Os laços com a utopia são pois afirmados e confirmados pelo projecto. Contudo, não se trata de um
modelo mas de um cenário. Enquanto que o Modelo espacial e modelo social de More foram
concebidos por um só indivíduo e ficaram-se pelo papel, o cenário é definido hoje como um
processo a construir no tempo, por uma comunidade real preocupada com a ética pública e com a
política.
É por isso que Magnaghi pode definir a sua experiência como uma utopia concreta – mas uma
utopia cuja necessidade actual foi provada pelo acolhimento unanime da imprensa italiana de todos
os quadrantes políticos ao seu último livro, O projecto local (IL Progetto Local, Bollati Boringhieri,
Turin, 2000).

Este percurso italiano tem equivalências noutros locais e pode ser suportado e pelas
aglomerações urbanas densas?
Nas grandes aglomerações, que, muitas vezes, já fizeram desaparecer todos os traços locais um tal
cenário exige evidentemente muita imaginação, mas não é impossível.
Para só falar da Europa, este tipo de dinâmica já figurou na Bélgica, em Bruges, pela equipa do
Groep Planning, em Portugal, pelo trabalho do antigo Vice-Presidente de Câmara de Lisboa,
(Director Municipal da Reabilitação Urbana) o arquitecto urbanista Filipe Lopes, com os habitantes
dos bairros mais pobres da cidade.

Entre nós também alguns sinais de mudança começam a parecer: Em primeiro lugar na mexida de
José Bové; mais discretamente no trabalho dos Pact Arim (associações locais para a melhoria da
habitação) ou em favor das federações intercomunais. E vejo que a Universidade de Nanterres
anuncia a restruturação do seu património local....Segundo a bela forma de um jornalista italiano,
necessitamos, na hora da mundialização, mudar a consciência de classe pela consciência do lugar.

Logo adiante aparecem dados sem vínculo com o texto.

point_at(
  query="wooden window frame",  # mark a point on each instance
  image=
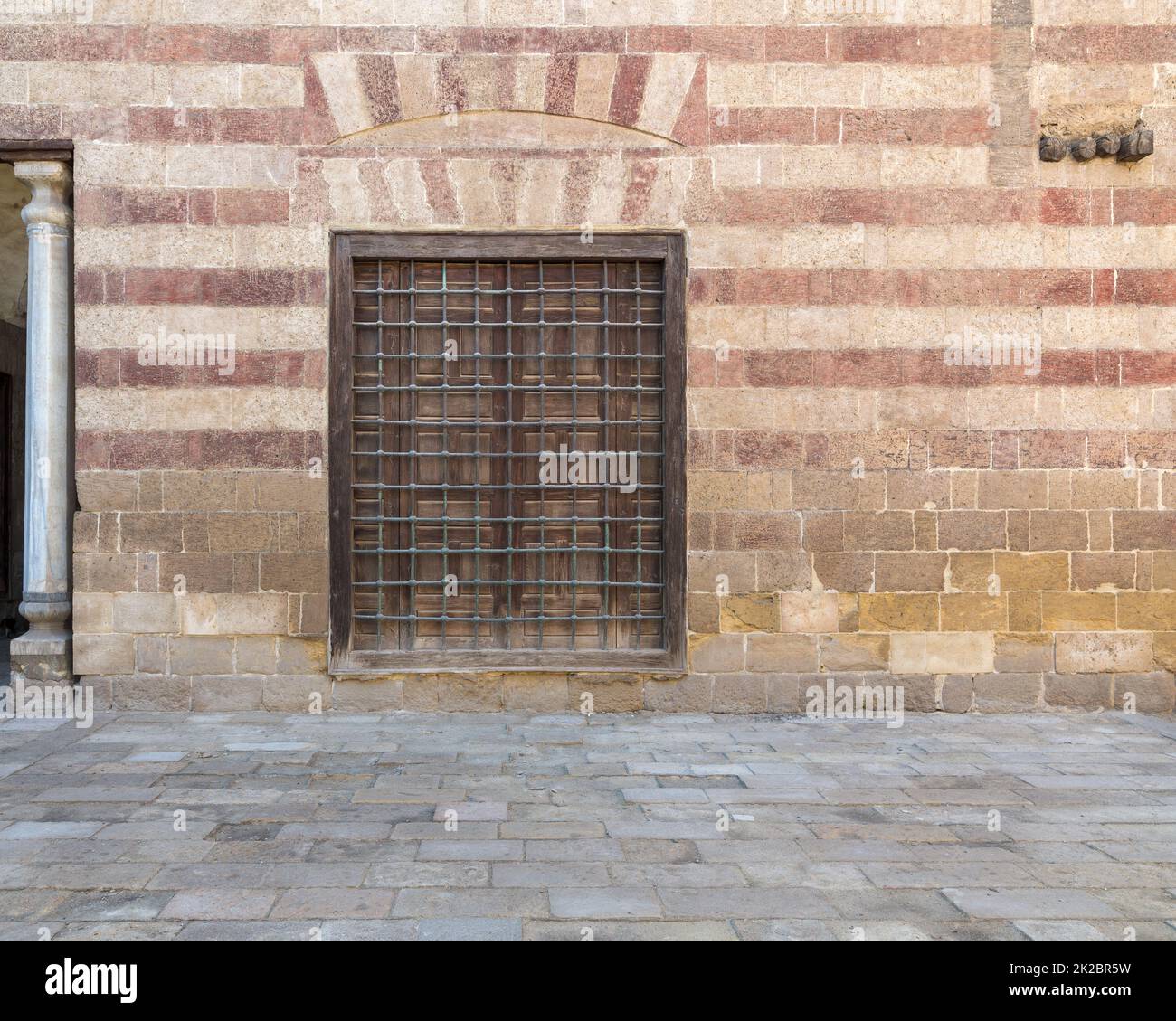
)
(347, 246)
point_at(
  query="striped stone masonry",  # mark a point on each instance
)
(930, 383)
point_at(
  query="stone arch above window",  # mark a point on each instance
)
(640, 100)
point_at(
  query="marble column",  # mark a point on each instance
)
(45, 652)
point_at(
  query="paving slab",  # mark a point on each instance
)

A utopia mais viva que nunca, é, não obstante, a prossecução de novas formas sociais e de novas
formas no habitar que nos fixam à terra e nos fazem, na diferença, realizar o nosso destino de
Homens.

*Professora Universitária, Françoise Choay publicou sobre o assunto Urbanismo, Utopias e


Realidades (Le Seuil, 1965), A Regra e o Modelo (Le Seuil, 1980), Alegoria do Património (Le
Seuil, 1992).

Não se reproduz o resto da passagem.